How many to a ... 5-seat table? ... 2-seat table? ... 20-seat table?
18 biscuits at a 9-seat table.
How many to a ... 3-seat table? ... 6-seat table? ... 18-seat table?
Using Number Properties
Increase the size of numbers involved in the problems so that the students need to
use number properties rather than imaging.
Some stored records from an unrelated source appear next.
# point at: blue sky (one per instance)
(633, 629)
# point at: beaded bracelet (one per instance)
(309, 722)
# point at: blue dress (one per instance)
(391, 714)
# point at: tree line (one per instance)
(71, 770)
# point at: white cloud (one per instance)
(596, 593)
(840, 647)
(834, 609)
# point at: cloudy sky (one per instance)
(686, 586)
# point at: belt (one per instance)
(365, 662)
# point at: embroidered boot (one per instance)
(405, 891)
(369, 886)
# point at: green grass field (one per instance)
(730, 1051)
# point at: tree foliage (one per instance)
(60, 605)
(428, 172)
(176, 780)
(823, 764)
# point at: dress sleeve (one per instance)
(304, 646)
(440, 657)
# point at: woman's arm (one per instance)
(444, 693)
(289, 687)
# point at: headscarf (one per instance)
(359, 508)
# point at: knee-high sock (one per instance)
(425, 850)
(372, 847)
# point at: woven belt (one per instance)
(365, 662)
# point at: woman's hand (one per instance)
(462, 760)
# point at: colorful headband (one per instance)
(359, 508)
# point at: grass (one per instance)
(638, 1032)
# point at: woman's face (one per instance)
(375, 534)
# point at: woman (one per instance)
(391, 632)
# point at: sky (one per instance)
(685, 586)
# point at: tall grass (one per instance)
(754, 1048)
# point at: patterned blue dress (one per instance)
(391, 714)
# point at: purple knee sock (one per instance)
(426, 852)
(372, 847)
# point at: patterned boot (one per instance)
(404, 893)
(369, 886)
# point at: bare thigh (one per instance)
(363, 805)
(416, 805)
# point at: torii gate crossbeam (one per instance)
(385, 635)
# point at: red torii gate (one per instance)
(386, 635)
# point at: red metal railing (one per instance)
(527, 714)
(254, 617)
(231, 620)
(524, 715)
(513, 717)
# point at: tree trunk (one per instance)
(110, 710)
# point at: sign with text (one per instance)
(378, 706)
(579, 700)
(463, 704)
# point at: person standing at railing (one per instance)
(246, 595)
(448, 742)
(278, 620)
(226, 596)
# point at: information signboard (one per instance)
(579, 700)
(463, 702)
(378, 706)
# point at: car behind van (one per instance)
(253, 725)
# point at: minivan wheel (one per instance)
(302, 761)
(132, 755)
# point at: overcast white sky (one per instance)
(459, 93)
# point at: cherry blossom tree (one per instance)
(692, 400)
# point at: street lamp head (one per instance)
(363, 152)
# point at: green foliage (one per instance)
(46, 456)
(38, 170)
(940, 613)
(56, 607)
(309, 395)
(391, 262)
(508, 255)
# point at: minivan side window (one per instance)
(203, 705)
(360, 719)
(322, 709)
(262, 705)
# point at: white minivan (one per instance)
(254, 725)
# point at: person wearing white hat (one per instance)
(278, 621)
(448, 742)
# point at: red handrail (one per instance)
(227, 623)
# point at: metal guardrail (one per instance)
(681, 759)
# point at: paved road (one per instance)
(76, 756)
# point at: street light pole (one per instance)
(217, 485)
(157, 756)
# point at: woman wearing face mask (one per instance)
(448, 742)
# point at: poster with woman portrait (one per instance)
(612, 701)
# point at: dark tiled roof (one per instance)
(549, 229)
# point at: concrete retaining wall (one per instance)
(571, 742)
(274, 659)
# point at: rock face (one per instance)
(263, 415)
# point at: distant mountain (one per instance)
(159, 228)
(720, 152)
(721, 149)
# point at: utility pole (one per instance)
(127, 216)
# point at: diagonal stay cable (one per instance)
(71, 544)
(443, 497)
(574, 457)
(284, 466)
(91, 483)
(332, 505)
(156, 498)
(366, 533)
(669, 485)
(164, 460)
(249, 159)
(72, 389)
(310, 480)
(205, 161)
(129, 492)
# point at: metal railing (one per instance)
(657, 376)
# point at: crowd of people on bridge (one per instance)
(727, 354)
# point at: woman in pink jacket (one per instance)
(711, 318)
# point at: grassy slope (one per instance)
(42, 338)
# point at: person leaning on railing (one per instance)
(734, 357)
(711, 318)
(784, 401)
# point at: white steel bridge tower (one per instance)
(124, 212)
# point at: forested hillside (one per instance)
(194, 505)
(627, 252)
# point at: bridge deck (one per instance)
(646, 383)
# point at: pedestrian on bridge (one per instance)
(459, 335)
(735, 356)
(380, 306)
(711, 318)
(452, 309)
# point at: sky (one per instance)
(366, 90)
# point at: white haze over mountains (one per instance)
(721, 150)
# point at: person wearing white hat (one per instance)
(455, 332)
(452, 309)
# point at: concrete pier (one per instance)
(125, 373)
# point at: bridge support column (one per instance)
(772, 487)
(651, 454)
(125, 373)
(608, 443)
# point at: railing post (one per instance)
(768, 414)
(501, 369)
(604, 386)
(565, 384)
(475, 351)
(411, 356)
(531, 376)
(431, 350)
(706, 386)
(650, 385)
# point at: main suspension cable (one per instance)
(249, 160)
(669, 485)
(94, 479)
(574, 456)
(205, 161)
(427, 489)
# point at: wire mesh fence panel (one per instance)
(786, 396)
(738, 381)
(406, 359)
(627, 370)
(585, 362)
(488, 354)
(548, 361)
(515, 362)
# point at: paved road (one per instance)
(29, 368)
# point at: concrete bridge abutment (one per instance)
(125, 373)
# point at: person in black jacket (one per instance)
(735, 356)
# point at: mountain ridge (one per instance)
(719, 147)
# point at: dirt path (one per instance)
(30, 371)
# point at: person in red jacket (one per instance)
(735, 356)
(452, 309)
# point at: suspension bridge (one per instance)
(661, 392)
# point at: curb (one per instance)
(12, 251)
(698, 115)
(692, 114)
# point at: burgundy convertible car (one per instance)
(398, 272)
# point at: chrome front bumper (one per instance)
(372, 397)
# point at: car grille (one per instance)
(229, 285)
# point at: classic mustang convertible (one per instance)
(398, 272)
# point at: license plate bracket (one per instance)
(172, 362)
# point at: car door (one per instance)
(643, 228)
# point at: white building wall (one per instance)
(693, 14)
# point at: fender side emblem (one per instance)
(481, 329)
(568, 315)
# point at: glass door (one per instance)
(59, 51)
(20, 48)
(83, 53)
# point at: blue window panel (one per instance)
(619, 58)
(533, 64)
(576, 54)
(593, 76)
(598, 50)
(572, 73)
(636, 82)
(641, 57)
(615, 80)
First examples should involve taking a
diffi cult division and gradually working through progressively simpler problems
that have the same answer.
For example:
208 ÷ 8 = ? as 104 ÷ 4 = ? as 52 ÷ 2 = ?
216 ÷ 12 = ? as 108 ÷ 6 = ? as 54 ÷ 3 = ?
Other problems might be:
484 ÷ 22 = ? as 242 ÷ 11 = ? (? = 22)
140 ÷ 28 = ? as 70 ÷ 14 = ? as 35 ÷ 7 = ?
368 ÷ 16 = ? as 184 ÷ 8 = ? as 92 ÷ 4 = ? as 46 ÷ 2 = ?
390 ÷ 15 = ? as 130 ÷ 5 = ? as 260 ÷ 10 = ?
408 ÷ 24 = ? as 204 ÷ 12 = ? as 102 ÷ 6 = ? as 51 ÷ 3 = ?
324 ÷ 27 = ? as 108 ÷ 9 = ? as 36 ÷ 3 = ?
Independent Activity
To reinforce using a variety of mental division strategies, students should play
Divided Loyalties (Material Master 6-8).